Así Indio Solari revelaba a sus fanáticos que tenía Parkinson

"Veo que en internet está circulando con mucha fuerza la versión de que estoy muy enfermo y es verdad", dijo frente a la multitud. Y enseguida llegó la frase que recorrería el país entero: "Tengo un Parkinson que me está pisando los talones".

Por unos segundos, el anuncio pareció congelar el aire del lugar. Pero el silencio duró poco. La respuesta fue una ovación ensordecedora de un público que acababa de escuchar una de las confesiones más íntimas de toda la carrera del músico. Sin embargo, Indio no había tomado la palabra para despedirse ni para pedir compasión. Todo lo contrario.

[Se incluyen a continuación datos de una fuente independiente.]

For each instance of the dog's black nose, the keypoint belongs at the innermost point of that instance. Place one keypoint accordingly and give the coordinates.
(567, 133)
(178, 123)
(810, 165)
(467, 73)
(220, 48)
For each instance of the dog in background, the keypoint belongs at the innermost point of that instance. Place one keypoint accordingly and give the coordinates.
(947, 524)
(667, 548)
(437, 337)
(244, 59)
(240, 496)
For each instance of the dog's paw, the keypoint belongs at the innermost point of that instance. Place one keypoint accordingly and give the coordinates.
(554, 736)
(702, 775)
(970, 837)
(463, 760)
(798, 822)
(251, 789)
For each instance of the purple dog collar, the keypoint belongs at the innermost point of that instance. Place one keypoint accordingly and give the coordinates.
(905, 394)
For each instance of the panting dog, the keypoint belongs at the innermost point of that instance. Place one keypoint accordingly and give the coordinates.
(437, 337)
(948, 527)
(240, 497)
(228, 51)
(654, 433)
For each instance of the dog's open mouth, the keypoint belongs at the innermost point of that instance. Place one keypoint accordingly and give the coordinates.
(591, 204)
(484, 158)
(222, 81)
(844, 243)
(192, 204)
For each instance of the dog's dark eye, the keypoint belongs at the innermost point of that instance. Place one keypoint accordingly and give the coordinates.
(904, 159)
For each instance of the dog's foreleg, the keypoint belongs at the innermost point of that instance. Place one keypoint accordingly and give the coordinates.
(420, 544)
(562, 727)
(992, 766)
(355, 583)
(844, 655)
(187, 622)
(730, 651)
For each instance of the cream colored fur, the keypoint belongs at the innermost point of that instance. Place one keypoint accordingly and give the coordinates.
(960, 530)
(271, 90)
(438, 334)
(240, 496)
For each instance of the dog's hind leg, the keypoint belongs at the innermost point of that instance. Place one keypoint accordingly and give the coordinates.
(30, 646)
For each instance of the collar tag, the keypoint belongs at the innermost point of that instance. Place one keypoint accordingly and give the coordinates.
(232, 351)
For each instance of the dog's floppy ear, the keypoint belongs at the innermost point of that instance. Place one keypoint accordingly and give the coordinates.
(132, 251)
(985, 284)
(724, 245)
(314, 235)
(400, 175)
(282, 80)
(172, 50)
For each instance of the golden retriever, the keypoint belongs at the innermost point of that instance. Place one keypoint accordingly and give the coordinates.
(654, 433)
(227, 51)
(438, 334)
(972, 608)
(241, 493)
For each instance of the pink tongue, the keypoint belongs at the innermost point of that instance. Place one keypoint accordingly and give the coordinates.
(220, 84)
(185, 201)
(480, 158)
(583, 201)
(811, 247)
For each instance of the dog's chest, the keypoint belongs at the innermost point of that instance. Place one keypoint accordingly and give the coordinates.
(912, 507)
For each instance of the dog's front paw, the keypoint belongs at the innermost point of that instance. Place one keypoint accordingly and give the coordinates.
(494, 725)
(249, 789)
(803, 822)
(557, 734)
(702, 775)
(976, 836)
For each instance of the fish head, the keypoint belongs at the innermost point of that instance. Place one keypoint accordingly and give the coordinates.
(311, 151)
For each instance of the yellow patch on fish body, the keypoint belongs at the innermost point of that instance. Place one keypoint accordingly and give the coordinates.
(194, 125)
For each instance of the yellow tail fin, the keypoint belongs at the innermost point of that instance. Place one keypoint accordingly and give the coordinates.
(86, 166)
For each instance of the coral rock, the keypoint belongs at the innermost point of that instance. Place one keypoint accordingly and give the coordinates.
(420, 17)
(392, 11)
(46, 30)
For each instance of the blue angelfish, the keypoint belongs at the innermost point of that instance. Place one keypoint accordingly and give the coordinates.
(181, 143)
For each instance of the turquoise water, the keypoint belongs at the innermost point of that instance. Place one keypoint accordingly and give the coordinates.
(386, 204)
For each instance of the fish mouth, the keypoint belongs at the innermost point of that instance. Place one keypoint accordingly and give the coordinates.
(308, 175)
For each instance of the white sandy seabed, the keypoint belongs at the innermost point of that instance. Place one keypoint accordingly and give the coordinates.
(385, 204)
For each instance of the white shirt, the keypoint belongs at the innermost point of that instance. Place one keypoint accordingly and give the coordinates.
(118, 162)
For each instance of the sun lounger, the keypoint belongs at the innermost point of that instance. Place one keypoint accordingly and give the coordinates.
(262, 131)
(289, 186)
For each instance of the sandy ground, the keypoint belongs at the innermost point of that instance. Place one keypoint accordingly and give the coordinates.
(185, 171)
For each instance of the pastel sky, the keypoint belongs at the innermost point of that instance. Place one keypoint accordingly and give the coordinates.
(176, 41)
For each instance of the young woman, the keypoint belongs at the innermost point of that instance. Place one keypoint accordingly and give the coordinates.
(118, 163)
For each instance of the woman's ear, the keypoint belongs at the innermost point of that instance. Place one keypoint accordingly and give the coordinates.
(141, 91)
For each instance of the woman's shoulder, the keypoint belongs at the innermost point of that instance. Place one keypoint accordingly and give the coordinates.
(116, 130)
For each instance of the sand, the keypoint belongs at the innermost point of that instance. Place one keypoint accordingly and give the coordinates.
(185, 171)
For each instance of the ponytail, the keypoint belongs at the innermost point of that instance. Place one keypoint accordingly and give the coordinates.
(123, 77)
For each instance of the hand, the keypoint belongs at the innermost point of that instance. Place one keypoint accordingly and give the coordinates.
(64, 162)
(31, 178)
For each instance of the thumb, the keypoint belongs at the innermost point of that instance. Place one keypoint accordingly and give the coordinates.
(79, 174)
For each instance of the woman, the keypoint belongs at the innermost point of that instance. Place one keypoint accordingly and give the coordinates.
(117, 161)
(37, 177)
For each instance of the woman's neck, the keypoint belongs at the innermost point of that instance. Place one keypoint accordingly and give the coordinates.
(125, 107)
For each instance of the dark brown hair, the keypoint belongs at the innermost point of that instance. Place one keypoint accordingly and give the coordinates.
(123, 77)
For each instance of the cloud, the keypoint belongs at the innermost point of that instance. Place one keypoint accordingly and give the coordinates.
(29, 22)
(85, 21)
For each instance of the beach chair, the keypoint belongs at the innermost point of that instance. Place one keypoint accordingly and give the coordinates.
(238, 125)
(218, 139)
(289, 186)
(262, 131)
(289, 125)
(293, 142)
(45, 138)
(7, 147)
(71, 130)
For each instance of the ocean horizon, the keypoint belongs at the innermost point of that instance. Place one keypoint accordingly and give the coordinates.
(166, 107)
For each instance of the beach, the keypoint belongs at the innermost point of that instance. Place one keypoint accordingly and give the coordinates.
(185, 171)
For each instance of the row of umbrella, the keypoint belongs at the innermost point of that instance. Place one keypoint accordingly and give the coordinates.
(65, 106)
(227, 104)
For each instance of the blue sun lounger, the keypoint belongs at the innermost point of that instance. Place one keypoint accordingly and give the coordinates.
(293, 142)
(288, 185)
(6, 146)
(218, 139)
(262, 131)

"Pero no me voy a bajar tan fácil de un escenario", agregó inmediatamente después.

indio parkinson

La frase fue recibida como una declaración de principios. Porque hablaba de una enfermedad, pero también de una forma de estar en el mundo. De resistencia. De obstinación. De la decisión de seguir adelante incluso cuando el cuerpo empieza a poner límites.

Lo que volvió inolvidable aquella escena fue también el modo en que ocurrió. En tiempos donde cualquier figura pública comunica sus cuestiones personales a través de redes sociales, entrevistas exclusivas o comunicados cuidadosamente preparados, Indio eligió contarlo cara a cara. No se lo dijo primero a los periodistas. No buscó una tapa. No convocó una conferencia. Se lo contó directamente a la gente que había viajado cientos de kilómetros para escucharlo cantar.

Con el paso de los años, aquel momento adquirió un peso todavía mayor. El Parkinson fue condicionando progresivamente su actividad artística y terminó alejándolo de los recitales multitudinarios. Pero nunca logró romper el vínculo con su público, que siguió encontrando en sus canciones un refugio, una compañía y una forma de interpretar la realidad.

Ahora, tras conocerse su muerte, aquella noche vuelve a aparecer como una de las imágenes más potentes de su historia. Indio frente a una multitud inmensa, reconociendo una fragilidad profundamente humana y, al mismo tiempo, negándose a ser definido por ella.